The Maryland Court of Appeals ruled yesterday that parents cannot sue a public school system for "educational malpractice" even if their child is wrongly placed in special education classes and is illiterate as a result.

The court, in a 4-to-3 decision, did not dispute the claims of Michael and Bridget Dale, a Montgomery County couple who said their son Paul was incorrectly diagnosed and may have had a correctable visual problem. Instead, the court focused on the broader question of whether a public school system can be sued for the quality of education a student receives or for the way it administers its programs.

The court, citing an earlier decision, said that to decide in favor of the parents "would in effect position the courts of this state as overseers of both the day-to-day operation of our educational process as well as the formulation of its governing policies." Parents who have complaints, the ruling continued, can address those within the educational grievance process.

The Court of Appeals, Maryland's highest court, had heard the case earlier this year, but was unable to reach a decision. The six-member panel recalled retired Judge J. Dudley Digges, who had written the opinion in the state's first "educational malpractice" case earlier this year, to join them in rehearing the case.

Bridget Dale said yesterday she "could just cry" about the ruling. "It's terrible to watch your own kid go right down the tube," she said. "There just doesn't seem to be any light at the end of the tunnel."

School testing officials diagnosed Paul Dale as retarded in 1967, according to court documents filed by the family's attorneys, but as early as 1968 a private physician had informed the school board that Paul Dale suffered from dyslexia -- a learning disability that causes a person often to read words or letters in reverse.

It wasn't until 1975 that school officials reevaluated the boy, according to court documents, at which time they again recommended that he be put into special education classes. Paul Dale graduated from Montgomery Blair High School in the late 1970s.

School officials argued that they based their placement of the boy on the results of an I.Q. test in 1967 that showed he had a score of 75, well below average.

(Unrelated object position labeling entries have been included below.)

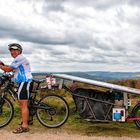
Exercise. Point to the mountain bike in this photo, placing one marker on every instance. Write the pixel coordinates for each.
(51, 110)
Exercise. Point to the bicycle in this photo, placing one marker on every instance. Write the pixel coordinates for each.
(51, 110)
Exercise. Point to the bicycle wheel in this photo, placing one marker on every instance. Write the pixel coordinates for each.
(6, 111)
(53, 111)
(136, 113)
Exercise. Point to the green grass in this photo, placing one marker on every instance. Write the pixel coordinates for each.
(77, 125)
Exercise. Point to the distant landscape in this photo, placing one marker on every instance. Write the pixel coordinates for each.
(97, 75)
(100, 75)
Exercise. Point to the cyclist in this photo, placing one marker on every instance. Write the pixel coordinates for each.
(22, 74)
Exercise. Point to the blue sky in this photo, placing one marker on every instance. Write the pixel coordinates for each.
(73, 35)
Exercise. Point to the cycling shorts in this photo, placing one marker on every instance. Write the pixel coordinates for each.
(24, 90)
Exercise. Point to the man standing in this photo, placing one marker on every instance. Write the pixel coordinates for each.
(22, 74)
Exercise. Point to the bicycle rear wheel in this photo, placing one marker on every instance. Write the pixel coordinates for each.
(6, 111)
(53, 111)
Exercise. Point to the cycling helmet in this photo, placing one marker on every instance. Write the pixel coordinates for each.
(15, 46)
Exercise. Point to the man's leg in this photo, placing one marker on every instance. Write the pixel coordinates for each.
(24, 112)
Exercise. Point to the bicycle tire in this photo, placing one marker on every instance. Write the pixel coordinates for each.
(136, 113)
(6, 111)
(56, 114)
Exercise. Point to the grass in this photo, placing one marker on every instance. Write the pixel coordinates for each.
(75, 124)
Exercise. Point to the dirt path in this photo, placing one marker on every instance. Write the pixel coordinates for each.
(8, 135)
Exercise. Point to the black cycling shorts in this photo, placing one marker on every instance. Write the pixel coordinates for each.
(24, 90)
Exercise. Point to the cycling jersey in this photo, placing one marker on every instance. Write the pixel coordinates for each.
(22, 70)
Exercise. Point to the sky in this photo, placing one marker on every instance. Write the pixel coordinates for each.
(73, 35)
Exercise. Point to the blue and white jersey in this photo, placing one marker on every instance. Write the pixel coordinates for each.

Paul Dale's attorneys -- Darrel Longest and John Domingues--argued in earlier trials that their client, now 23, is virtually illiterate as a result of his public school education and has only a third-grade level of arithmetic comprehension. The school system and the individuals who evaluated Paul Dale should be held to the same professional standards that any nonschool medical evaluator would be, they said.

Typically, throughout the country, courts have sided with the public schools in similar "educational malpractice" cases. Lawyer Domingues said the case would not be appealed any further because the U.S. Supreme Court usually will not hear cases involving educational matters that are not a question of violating federal civil rights laws.

Ken Muir, a spokesman for the school system, would not comment on the specific case but said the testing for and administration of special education courses have changed radically from the mid-1970s.

Now, Muir said, special education students are informally reviewed every year and are formally reevaluated every three years.